富士通、論理推論可能な大規模言語モデル開発へ
富士通株式会社は、経済産業省が推進する国内の生成AIの開発力を強化するためのプロジェクト「GENIAC」のもと、国立研究開発法人新エネルギー・産業技術総合開発機構(NEDO)が公募した、「ポスト5G情報通信システム基盤強化研究開発事業/ポスト5G情報通信システムの開発(助成)」に採択され、論理推論を可能とする大規模言語モデル(LLM)の研究開発を開始する。
富士通は、企業における生成AI活用の課題を解決する業務に特化した生成AIの提供を目指して研究開発を行っている。生成AIの業務活用における大きな課題の一つが、様々な業務のニーズに応じた性能と機能の提供だ。富士通は、「富岳」を用いて学習した日本語能力に優れた「Fugaku-LLM」の開発と提供を行っており、今後も様々な業種や業務に特化した特化型LLMの開発を強化していく予定である。
生成AIの業務活用のもう一つの大きな課題は、信頼性の担保だ。現行のLLMは知識不足の事柄について根拠に基づかないもっともらしい誤りを回答してしまう幻覚(ハルシネーション)が発生することに加えて、LLMが内部パラメータとして保有している知識を把握する手段がないため、信頼性が求められる業務へのLLM導入が進まないことが課題だった。
そこで富士通は、LLMに回答させる時に、必要な業務知識を自然言語ではなく知識処理技術の一つであるナレッジグラフの形式でLLMに追加入力すると、より業務知識に従って回答させられることに着目した。LLMがさらに高度な推論をナレッジグラフに従って進められるようにするために、ナレッジグラフとLLMを融合する新技術の開発に着手し、2024年度中の業務活用の実現を目指す。この新技術は、2023年9月に発表した富士通の幻覚検出技術をさらに強化するものだ。

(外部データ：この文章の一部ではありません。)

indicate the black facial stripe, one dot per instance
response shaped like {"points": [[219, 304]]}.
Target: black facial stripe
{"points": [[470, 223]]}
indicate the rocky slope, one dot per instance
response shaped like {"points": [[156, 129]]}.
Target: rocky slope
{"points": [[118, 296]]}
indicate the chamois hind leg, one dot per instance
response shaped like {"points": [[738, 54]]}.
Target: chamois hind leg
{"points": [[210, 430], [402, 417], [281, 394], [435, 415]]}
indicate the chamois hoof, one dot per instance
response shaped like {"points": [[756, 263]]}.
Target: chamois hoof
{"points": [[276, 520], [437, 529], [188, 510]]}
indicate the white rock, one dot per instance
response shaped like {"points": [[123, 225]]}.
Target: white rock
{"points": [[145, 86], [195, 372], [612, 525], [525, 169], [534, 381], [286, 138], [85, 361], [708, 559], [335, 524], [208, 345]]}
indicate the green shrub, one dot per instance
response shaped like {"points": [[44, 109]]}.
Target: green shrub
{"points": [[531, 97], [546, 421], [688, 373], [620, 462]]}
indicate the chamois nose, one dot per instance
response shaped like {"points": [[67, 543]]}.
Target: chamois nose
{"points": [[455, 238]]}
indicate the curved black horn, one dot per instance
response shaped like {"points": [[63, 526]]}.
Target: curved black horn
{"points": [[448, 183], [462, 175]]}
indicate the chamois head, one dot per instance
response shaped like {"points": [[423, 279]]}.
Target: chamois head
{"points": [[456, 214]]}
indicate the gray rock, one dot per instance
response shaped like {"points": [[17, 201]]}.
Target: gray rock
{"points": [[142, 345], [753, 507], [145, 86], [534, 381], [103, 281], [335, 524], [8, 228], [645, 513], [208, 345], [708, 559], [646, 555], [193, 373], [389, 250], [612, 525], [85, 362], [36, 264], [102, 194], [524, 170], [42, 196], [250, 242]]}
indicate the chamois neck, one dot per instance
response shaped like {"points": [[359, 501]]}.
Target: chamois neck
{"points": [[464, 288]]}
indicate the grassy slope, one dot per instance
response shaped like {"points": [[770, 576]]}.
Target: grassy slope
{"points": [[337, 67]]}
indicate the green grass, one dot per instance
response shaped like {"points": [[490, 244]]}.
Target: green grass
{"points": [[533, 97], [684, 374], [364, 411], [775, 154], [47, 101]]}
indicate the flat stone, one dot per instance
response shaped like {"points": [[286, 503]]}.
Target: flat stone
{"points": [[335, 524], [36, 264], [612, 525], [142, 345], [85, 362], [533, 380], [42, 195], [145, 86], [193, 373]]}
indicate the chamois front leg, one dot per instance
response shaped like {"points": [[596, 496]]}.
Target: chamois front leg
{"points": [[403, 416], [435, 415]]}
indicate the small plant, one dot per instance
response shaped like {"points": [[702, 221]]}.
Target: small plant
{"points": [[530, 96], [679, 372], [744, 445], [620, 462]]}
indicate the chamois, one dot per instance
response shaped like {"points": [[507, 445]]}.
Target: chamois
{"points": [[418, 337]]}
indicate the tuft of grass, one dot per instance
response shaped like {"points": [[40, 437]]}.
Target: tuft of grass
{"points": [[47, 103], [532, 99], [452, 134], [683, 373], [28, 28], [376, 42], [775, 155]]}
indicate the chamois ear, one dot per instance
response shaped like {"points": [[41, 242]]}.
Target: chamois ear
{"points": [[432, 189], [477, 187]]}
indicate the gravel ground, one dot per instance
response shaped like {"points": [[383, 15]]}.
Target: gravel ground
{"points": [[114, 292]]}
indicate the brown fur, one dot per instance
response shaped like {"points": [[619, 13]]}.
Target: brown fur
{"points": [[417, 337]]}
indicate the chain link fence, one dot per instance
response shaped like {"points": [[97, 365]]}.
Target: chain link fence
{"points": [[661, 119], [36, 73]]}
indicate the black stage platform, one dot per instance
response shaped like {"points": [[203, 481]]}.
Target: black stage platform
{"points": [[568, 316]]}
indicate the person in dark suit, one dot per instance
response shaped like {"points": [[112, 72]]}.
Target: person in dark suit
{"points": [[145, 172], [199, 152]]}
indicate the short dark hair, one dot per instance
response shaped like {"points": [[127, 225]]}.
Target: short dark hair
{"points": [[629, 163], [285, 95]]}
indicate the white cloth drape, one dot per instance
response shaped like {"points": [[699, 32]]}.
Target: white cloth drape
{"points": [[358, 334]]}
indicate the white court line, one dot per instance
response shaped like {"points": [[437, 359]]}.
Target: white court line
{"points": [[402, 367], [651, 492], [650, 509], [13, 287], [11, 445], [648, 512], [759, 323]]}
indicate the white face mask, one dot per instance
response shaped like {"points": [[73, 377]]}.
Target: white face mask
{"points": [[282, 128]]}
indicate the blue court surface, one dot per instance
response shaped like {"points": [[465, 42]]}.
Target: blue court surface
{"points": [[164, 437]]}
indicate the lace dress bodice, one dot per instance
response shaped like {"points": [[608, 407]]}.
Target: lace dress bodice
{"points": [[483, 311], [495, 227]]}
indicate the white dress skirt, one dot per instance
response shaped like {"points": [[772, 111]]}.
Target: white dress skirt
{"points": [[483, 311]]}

本助成事業では、知識処理技術の一つであるナレッジグラフの生成と推論に特化したLLMを開発することで、自然言語の規制や規則から生成したナレッジグラフに従ってLLMに回答を論理推論させる技術の実現を目指す。本技術は最終的に、富士通が全社AI戦略として掲げ2024年度中の実現を目指す「出力の不安定性を解消し、条文が長く複雑な法規制や社内規則に準拠した正確な出力を保証する生成AIトラスト技術」の中核技術となる。
本助成事業の成果物である、ナレッジグラフの生成や推論に特化したLLMや、ナレッジグラフ生成や推論タスクの評価スクリプト、その他開発中に得た知見やノウハウなどは、利用したデータやソフトウェアの利用規約、OSSライセンス、著作権などが問題ない形で、Hugging FaceやGitHub、富士通技術ブログ、GENIACコミュニティなどで順次公開予定だ。また富士通のAIサービスである「Fujitsu Kozuchi」に搭載していく。